Research firm Strategy Analytics has forecast the value of the mobile content market — including downloadable games, ringtones, wallpapers, video, mobile TV, text alerts and mobile web browsing — to grow 18 percent to $67 billion this year.
But competition is growing and Microsoft, Orange and others have also announced new online stores.
“These companies are really entering the arms race,” said Ford Davidson, chief executive of Seattle-based Dashwire, which makes software for linking mobile phone content to the Web.
“Nokia is the dark horse in this race. They have an unparalleled distribution channel,” Davidson said.
Nokia’s Argenti said the company hopes to attract developers with a more liberal and faster approval process for reaching the store, while it aims to lure consumers by creating a personalized offering.

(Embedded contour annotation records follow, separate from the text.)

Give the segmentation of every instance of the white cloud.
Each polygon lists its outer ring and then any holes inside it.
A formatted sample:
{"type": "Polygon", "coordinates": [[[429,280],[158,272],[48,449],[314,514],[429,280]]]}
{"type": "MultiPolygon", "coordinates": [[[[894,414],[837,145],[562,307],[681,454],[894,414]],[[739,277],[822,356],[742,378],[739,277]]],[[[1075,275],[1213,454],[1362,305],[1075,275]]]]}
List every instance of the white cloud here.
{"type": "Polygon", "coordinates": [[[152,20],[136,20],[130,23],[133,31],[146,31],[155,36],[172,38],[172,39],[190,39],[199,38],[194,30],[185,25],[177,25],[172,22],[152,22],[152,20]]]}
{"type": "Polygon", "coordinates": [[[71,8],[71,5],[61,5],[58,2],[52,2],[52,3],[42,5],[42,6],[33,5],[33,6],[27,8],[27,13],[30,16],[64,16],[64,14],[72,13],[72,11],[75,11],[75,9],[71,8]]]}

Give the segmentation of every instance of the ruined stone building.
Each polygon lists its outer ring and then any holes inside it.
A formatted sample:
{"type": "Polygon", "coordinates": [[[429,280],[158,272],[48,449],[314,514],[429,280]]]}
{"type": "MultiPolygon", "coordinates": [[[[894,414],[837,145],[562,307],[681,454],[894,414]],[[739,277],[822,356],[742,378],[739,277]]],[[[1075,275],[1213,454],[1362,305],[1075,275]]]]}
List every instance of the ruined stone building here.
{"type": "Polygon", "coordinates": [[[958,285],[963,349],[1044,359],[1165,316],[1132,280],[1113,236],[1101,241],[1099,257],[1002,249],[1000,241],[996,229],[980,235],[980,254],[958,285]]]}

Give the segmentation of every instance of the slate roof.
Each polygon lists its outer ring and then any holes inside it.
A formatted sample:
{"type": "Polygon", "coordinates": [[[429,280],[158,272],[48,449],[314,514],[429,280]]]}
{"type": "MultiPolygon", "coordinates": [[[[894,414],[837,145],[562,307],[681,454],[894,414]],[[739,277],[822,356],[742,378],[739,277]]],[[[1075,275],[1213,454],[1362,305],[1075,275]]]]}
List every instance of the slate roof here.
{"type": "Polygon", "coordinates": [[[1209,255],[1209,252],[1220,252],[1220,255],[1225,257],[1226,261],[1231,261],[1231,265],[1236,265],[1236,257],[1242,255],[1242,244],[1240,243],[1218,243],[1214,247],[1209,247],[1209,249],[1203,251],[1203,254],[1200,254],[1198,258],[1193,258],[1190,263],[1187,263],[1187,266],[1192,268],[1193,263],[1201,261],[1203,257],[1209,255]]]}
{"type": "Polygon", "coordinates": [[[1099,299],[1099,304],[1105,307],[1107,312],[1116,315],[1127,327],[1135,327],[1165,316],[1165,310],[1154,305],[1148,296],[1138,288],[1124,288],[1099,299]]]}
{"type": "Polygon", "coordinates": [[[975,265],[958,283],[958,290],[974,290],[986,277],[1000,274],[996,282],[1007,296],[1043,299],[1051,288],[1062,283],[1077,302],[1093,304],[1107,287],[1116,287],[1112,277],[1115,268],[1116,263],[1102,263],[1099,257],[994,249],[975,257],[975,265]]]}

Nokia said it will decide on publishing submitted applications or content within a week, and it will also approve content from developers that goes head to head with its own software offering.
“The store takes into consideration your location, your habits and your connected people’s habits, and your purchasing habits, showing the most relevant content to you,” Argenti said. “The recommendation side is missing from the others.”
But the rush by companies to open software stores will not only mean tougher competition. For developers and consumers, it will mean a rise in the number of applications using different, and non-compatible, software platforms.
In addition to the Symbian operating system used by Nokia, there will be software based on Microsoft (NASDAQ: MSFT) Windows Mobile, Research in Motion’s (NASDAQ: RIMM) Blackberry and Google (NASDAQ: GOOG) Android platforms.
“It’s going to be full of marketplaces. This is going to make our life even more complicated,” said Christophe Hocquet, chief executive of European mobile networking firm Kiboo.